One of these accounts comes from Yanoama: The Story of Helena Valero, a Girl Kidnapped by Amazonian Indians, the biography of the 12-year-old who was captured by Yanomamö and lived with them for several years. Her story was recorded by anthropologist Ettore Biocca in 1962 and 1963. The other account comes from Kill Anything that Moves: The Real American War in Vietnam, by Nick Turse, and refers to the well-documented massacre at Trieu Ai. The killers in one of these accounts were Yanomamö men attacking a neighboring enemy village; the killers in the other account were American Marines. Without details about technology or context, it is hard to tell which account goes with which fierce tribe.
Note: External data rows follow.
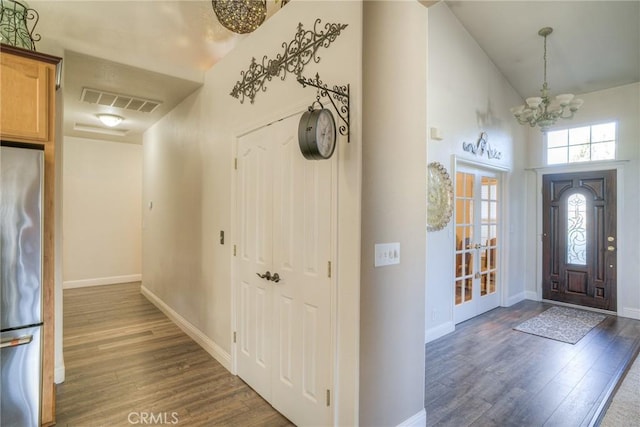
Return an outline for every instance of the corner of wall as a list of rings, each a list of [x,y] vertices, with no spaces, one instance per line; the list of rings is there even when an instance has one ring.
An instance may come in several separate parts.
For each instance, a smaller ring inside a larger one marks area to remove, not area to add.
[[[450,334],[451,332],[455,332],[456,325],[453,321],[449,321],[443,323],[438,326],[434,326],[433,328],[429,328],[424,333],[424,343],[430,343],[431,341],[435,341],[438,338],[442,338],[443,336]]]

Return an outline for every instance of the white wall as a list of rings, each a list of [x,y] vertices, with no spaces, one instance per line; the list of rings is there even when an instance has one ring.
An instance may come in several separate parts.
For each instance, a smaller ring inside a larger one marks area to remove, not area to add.
[[[64,287],[140,280],[142,146],[65,137]]]
[[[511,170],[505,176],[502,200],[506,209],[502,305],[511,305],[524,299],[525,290],[522,188],[527,133],[509,112],[522,100],[444,2],[429,8],[428,40],[427,122],[443,136],[441,141],[429,139],[428,162],[440,162],[451,173],[455,155]],[[475,143],[480,132],[486,132],[489,144],[502,152],[500,160],[462,149],[463,141]],[[453,229],[452,219],[443,230],[427,233],[426,341],[454,330]]]
[[[424,425],[427,9],[365,2],[363,49],[360,424]]]
[[[275,56],[292,40],[298,23],[313,28],[316,18],[349,26],[319,63],[330,85],[351,85],[351,143],[338,143],[337,415],[341,425],[357,424],[360,275],[360,163],[362,3],[293,1],[244,39],[205,74],[203,87],[144,136],[143,286],[160,306],[181,319],[209,352],[232,368],[233,158],[236,138],[293,112],[315,99],[289,74],[266,83],[251,104],[229,92],[251,58]],[[153,208],[148,209],[148,203]],[[226,234],[224,245],[219,232]]]
[[[556,123],[551,129],[578,127],[583,125],[616,121],[618,123],[617,160],[596,165],[601,170],[618,169],[618,315],[640,319],[640,83],[614,87],[611,89],[579,95],[584,105],[571,120]],[[529,168],[544,167],[544,140],[538,129],[529,132]],[[578,168],[578,169],[576,169]],[[527,211],[532,212],[527,221],[527,295],[540,296],[541,272],[541,212],[539,175],[543,173],[593,169],[593,165],[555,166],[544,170],[530,171],[527,176],[529,197]]]

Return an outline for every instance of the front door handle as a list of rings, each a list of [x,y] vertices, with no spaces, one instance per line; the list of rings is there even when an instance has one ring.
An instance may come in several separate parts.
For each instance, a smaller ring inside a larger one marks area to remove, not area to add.
[[[273,276],[271,276],[271,280],[278,283],[280,281],[280,275],[278,273],[274,273]]]
[[[613,251],[615,251],[615,250],[616,250],[616,248],[615,248],[614,246],[607,246],[607,250],[608,250],[609,252],[613,252]]]
[[[258,276],[261,279],[271,280],[271,273],[268,272],[268,271],[266,273],[264,273],[264,274],[256,273],[256,276]]]

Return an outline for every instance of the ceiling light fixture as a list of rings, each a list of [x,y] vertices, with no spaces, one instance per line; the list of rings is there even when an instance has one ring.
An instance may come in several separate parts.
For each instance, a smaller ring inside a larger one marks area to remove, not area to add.
[[[109,126],[110,128],[118,126],[120,122],[124,120],[124,118],[116,116],[115,114],[97,114],[97,116],[103,125]]]
[[[212,0],[218,21],[238,34],[254,31],[267,16],[267,0]]]
[[[558,119],[570,119],[574,113],[582,106],[582,99],[574,99],[571,93],[549,97],[549,86],[547,84],[547,36],[553,32],[553,28],[544,27],[538,31],[538,35],[544,37],[544,83],[542,84],[542,96],[533,96],[526,99],[526,104],[513,107],[513,113],[518,123],[528,124],[531,127],[536,125],[544,132]]]

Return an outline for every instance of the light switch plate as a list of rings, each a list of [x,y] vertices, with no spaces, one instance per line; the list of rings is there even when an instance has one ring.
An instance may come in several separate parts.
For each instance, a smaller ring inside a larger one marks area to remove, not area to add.
[[[376,243],[374,266],[400,264],[400,243]]]

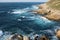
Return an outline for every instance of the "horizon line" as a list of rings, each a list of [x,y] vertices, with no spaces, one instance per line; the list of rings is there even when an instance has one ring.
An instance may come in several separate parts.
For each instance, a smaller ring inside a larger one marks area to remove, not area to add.
[[[0,2],[0,3],[11,3],[11,2]]]

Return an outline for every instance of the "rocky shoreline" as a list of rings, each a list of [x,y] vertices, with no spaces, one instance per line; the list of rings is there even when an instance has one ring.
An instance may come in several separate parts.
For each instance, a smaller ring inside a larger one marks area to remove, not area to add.
[[[33,12],[36,12],[37,14],[43,15],[43,17],[46,17],[49,20],[53,21],[60,21],[60,11],[56,9],[52,9],[47,5],[47,3],[38,5],[38,10],[33,10]]]

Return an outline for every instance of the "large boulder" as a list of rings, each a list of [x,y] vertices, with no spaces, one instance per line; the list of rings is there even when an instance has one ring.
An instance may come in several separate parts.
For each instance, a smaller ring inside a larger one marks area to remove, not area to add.
[[[51,13],[49,15],[46,15],[45,16],[46,18],[50,19],[50,20],[54,20],[54,21],[60,21],[60,14],[57,12],[57,13]]]
[[[30,40],[28,36],[23,36],[23,40]]]
[[[11,35],[7,40],[23,40],[23,36],[22,35]]]

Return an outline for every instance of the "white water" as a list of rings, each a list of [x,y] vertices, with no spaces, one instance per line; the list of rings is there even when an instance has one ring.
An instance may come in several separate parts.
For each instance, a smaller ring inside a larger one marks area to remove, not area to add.
[[[27,7],[27,8],[24,8],[24,9],[14,9],[12,10],[13,12],[11,12],[12,14],[22,14],[22,13],[26,13],[28,11],[31,11],[31,10],[37,10],[38,7],[36,5],[32,5],[31,7]]]
[[[0,30],[0,36],[2,36],[3,35],[3,31],[2,30]]]
[[[12,14],[22,14],[22,13],[25,13],[25,12],[27,12],[27,10],[22,10],[22,9],[20,9],[20,10],[13,10],[13,12],[12,12]]]

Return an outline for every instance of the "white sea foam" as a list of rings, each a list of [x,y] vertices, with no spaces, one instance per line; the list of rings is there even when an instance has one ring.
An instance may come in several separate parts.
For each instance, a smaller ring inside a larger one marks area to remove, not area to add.
[[[21,19],[18,19],[18,21],[22,21]]]
[[[30,7],[26,7],[26,8],[24,8],[23,10],[30,10]]]
[[[26,10],[23,10],[23,9],[20,9],[20,10],[18,10],[18,9],[16,10],[16,9],[15,9],[15,10],[13,10],[12,13],[13,13],[13,14],[22,14],[22,13],[25,13],[25,12],[27,12],[27,11],[26,11]]]
[[[26,13],[26,12],[28,12],[28,8],[24,8],[24,9],[14,9],[14,10],[12,10],[13,12],[12,12],[12,14],[22,14],[22,13]]]
[[[54,32],[56,32],[57,30],[60,30],[60,26],[54,26]]]
[[[21,19],[22,18],[22,19]],[[30,20],[35,20],[35,17],[26,17],[26,16],[21,16],[20,19],[17,19],[18,21],[30,21]]]
[[[35,10],[35,9],[38,9],[38,8],[39,8],[39,7],[36,6],[36,5],[33,5],[33,6],[32,6],[32,9],[34,9],[34,10]]]
[[[26,7],[24,10],[37,10],[39,7],[36,5],[32,5],[31,7]]]
[[[37,10],[38,9],[38,6],[36,5],[32,5],[31,7],[26,7],[24,9],[14,9],[12,10],[13,14],[22,14],[22,13],[26,13],[28,11],[31,11],[31,10]]]
[[[0,30],[0,36],[2,36],[3,35],[3,31],[2,30]]]
[[[37,24],[41,24],[41,25],[42,25],[42,24],[43,24],[43,25],[46,25],[46,24],[48,24],[48,23],[53,23],[52,21],[50,21],[50,20],[48,20],[47,18],[42,17],[42,16],[36,17],[35,22],[36,22]]]
[[[42,16],[41,16],[40,18],[42,18],[42,19],[43,19],[43,21],[45,21],[45,23],[46,23],[46,22],[49,22],[49,23],[51,22],[50,20],[48,20],[48,19],[47,19],[47,18],[45,18],[45,17],[42,17]]]

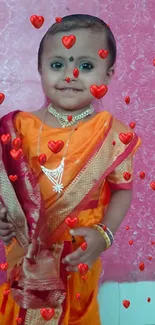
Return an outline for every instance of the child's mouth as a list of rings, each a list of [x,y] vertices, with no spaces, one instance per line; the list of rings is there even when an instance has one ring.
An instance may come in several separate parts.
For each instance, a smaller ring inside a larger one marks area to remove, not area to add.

Thomas Hobbes famously wrote that humans in the state of nature live in “continual fear, and danger of violent death; and the life of man [is] solitary, poor, nasty, brutish and short.” It is partly true that this is the way of life of the Yanomamö and other people in traditional middle range societies. But horrific events such as those described here are punctuations amid long periods of a more mundane struggle for food, shelter, and other daily requirements. And other groups, other humans, exist in the same Hobbesian world. We in Western society often have the luxury of ignoring our brutishness. What is more fierce than a party of Yanomamö men intent on attacking neighboring enemies or addressing some transgression with a bit of chest-pounding? Well, you are. And I am. War has never been more deadly, and lives never so widely ruined or effortlessly ended, as in the normal course of events that accompany the day-to-day operation of Western society.
Whatever lessons might be learned from the ethnographic study of the Yanomamö are not strictly lessons about an exotic tribe or model for primordial humans. They are lessons about our species, all of us.